Of all the fabulous dishes from the Middle East, this is one of our absolute favorites. Packed with exotic spices and savory flavors, it makes a perfect brunch on weekends and a fun breakfast for the whole family.

Red bell peppers and red onions are simmered until translucent and softened, but still holding their shape and are slightly chewy. Then we add garlic and a couple of tomatoes cut into chunks, and simmer until they are married. Now we add our Shakshuka sauce, which has the same look and texture as marinara, made from long simmered red bell peppers, red onions and tomatoes. We like to make a large batch of that and keep it in the refrigerator for two or three breakfasts. Or you can always buy a jar, as this dish is now more and more popular, in fact Whole Foods sells three different brands.

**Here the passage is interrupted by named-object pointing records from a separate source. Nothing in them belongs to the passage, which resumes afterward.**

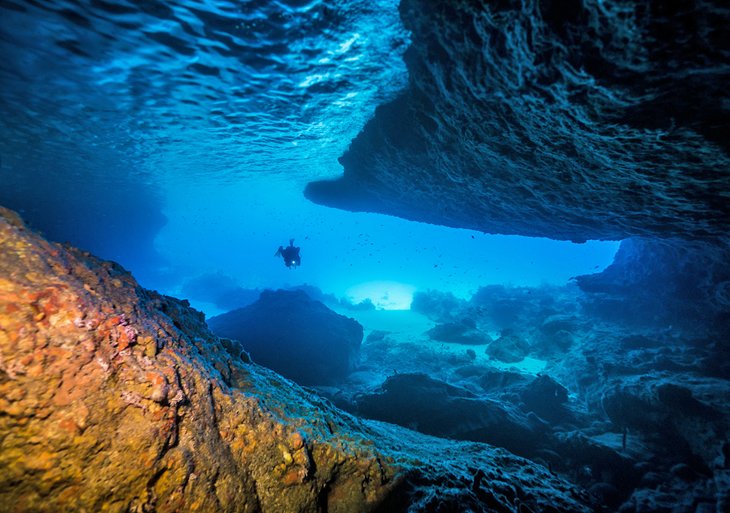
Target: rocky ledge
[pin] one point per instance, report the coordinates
(116, 398)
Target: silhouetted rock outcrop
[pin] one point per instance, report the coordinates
(294, 335)
(570, 121)
(115, 398)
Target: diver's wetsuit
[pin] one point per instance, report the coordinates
(290, 254)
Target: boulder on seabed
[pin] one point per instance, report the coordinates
(294, 335)
(463, 331)
(509, 348)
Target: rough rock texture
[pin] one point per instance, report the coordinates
(574, 120)
(434, 407)
(296, 336)
(655, 282)
(636, 413)
(114, 398)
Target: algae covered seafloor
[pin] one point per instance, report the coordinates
(115, 398)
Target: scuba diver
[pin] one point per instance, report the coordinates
(290, 254)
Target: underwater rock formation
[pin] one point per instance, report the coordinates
(115, 398)
(298, 337)
(585, 120)
(663, 283)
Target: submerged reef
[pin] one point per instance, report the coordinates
(116, 398)
(296, 336)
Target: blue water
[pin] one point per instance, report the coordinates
(176, 138)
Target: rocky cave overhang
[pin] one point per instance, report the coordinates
(569, 120)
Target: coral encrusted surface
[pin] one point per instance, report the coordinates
(116, 398)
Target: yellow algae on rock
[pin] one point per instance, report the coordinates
(120, 399)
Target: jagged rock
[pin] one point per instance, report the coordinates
(670, 412)
(115, 398)
(579, 121)
(546, 397)
(461, 332)
(683, 284)
(508, 348)
(434, 407)
(294, 335)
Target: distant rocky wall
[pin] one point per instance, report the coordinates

Now comes our Middle Eastern spices, and here is where the magic happens. In some countries of the Middle East, like Syria, Egypt and Israel, they add Za’atar, which includes ancient spices like Hyssop and Sumac. (Sumac was found in King Tut’s tomb!) They are incredibly exotic and slightly lemony, with very deep gravitas. Some countries, like Morocco, add Ras el Hanout, which has turmeric, ginger, cinnamon, fennel, anise seed, cardamom, galangal, star anise, paprika, rosebuds and lavender blossoms. We often add BOTH to our Shakshuka, and it’s mind blowing. It’s like walking through the spice bizarre in Marrakesh and tasting everything amazing that you can smell.

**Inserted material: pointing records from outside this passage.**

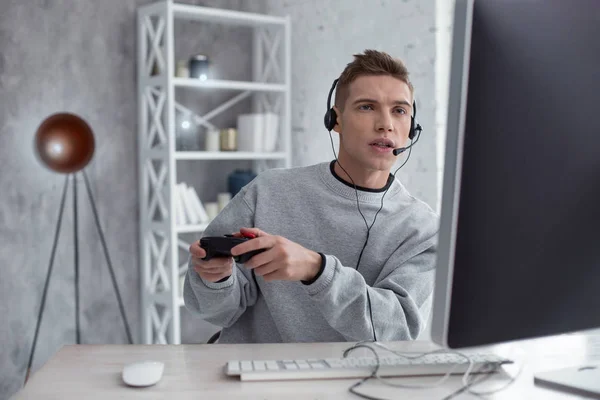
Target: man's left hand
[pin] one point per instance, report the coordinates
(282, 258)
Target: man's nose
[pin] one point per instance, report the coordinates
(384, 122)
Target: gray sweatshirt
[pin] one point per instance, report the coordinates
(315, 208)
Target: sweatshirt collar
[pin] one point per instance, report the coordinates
(362, 188)
(345, 189)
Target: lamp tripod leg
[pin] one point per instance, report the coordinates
(46, 284)
(76, 255)
(107, 256)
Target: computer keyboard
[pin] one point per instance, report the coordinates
(356, 367)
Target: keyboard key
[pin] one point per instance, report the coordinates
(272, 365)
(303, 364)
(259, 365)
(234, 366)
(290, 366)
(247, 366)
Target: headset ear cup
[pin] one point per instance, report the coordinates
(330, 119)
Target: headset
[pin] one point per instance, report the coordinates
(330, 121)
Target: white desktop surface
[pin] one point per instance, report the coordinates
(196, 371)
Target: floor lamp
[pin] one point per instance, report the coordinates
(65, 144)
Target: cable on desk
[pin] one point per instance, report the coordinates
(467, 385)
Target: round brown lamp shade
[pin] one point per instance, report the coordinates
(64, 143)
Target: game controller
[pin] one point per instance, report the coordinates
(220, 246)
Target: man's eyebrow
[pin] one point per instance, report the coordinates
(367, 100)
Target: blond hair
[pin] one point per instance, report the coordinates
(371, 62)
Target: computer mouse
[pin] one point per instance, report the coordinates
(143, 373)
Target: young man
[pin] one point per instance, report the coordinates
(305, 286)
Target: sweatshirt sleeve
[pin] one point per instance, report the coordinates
(398, 299)
(222, 303)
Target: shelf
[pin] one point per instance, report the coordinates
(231, 85)
(191, 228)
(227, 155)
(214, 15)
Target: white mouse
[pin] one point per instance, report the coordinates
(144, 373)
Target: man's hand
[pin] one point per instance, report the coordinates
(282, 258)
(213, 270)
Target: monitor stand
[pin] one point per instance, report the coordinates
(583, 380)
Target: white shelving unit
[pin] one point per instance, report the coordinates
(160, 241)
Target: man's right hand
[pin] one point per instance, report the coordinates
(213, 270)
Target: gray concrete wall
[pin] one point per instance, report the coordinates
(80, 56)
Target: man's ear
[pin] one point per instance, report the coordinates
(338, 122)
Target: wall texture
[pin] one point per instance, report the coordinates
(60, 55)
(80, 56)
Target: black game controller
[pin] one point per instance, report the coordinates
(220, 246)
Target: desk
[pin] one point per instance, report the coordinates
(195, 371)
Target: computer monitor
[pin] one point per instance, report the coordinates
(519, 248)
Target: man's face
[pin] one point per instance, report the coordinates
(374, 121)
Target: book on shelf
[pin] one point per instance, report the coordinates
(188, 207)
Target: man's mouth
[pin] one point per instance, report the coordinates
(382, 143)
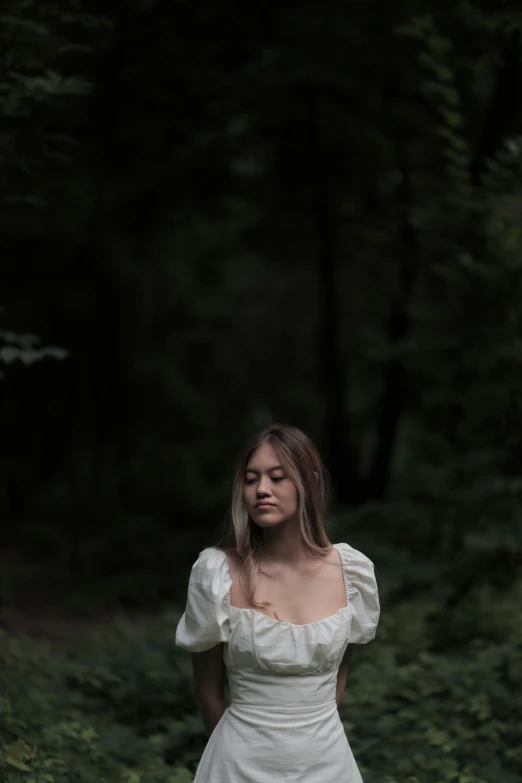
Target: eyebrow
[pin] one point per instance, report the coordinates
(251, 470)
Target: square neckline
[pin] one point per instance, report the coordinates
(273, 620)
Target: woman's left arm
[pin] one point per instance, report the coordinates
(342, 674)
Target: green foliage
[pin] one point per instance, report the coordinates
(118, 705)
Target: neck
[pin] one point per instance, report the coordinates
(283, 544)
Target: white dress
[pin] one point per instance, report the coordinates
(282, 725)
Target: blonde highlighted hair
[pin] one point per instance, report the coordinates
(302, 464)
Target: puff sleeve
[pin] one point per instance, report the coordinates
(362, 592)
(205, 622)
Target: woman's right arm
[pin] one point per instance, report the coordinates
(209, 680)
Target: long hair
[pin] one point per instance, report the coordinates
(302, 464)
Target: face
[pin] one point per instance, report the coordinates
(270, 496)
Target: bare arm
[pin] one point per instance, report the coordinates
(343, 673)
(209, 680)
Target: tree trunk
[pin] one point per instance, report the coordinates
(338, 449)
(392, 401)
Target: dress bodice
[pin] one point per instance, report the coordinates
(253, 641)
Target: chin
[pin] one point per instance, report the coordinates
(266, 521)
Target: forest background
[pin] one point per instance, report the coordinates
(214, 217)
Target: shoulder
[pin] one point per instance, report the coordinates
(210, 563)
(352, 558)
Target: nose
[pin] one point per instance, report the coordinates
(262, 487)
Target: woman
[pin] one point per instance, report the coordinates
(279, 609)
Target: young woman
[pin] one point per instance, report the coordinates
(279, 609)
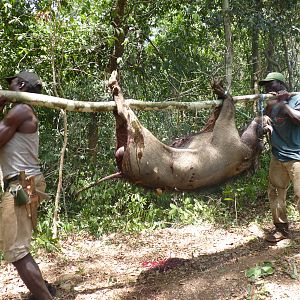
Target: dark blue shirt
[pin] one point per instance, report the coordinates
(285, 138)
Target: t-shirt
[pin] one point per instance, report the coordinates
(285, 138)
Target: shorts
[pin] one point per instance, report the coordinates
(15, 225)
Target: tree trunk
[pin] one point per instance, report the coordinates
(255, 53)
(120, 33)
(288, 63)
(86, 106)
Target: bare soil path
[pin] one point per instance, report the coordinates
(204, 262)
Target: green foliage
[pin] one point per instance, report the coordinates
(266, 269)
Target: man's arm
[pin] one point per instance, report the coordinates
(14, 119)
(293, 114)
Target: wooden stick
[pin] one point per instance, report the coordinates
(103, 105)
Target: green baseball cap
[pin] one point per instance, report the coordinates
(272, 76)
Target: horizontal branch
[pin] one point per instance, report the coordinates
(104, 105)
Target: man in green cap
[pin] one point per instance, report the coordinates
(19, 143)
(285, 161)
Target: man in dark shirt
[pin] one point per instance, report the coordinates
(285, 161)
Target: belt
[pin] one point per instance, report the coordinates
(6, 182)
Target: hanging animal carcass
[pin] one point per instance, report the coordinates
(195, 162)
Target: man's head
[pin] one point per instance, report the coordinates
(274, 82)
(25, 81)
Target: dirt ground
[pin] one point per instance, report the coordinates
(192, 262)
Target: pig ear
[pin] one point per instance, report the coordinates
(217, 86)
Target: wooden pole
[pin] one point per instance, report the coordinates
(103, 105)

You can easily get both Za’atar and Ras el Hanout on Amazon, we have included a pic of both. When the sauce is simmering and the entire kitchen is redolent with spices, we add about five ounces of Feta, spreading them around so they melt into little puddles.

Finally, we make a little space in the sauce for four eggs, and simmer on low until the whites are creamy and the yolk is just starting to set up. Now everyone dives in, hopefully with seared toast, cilantro and Harissa on the side for heat. Enjoy!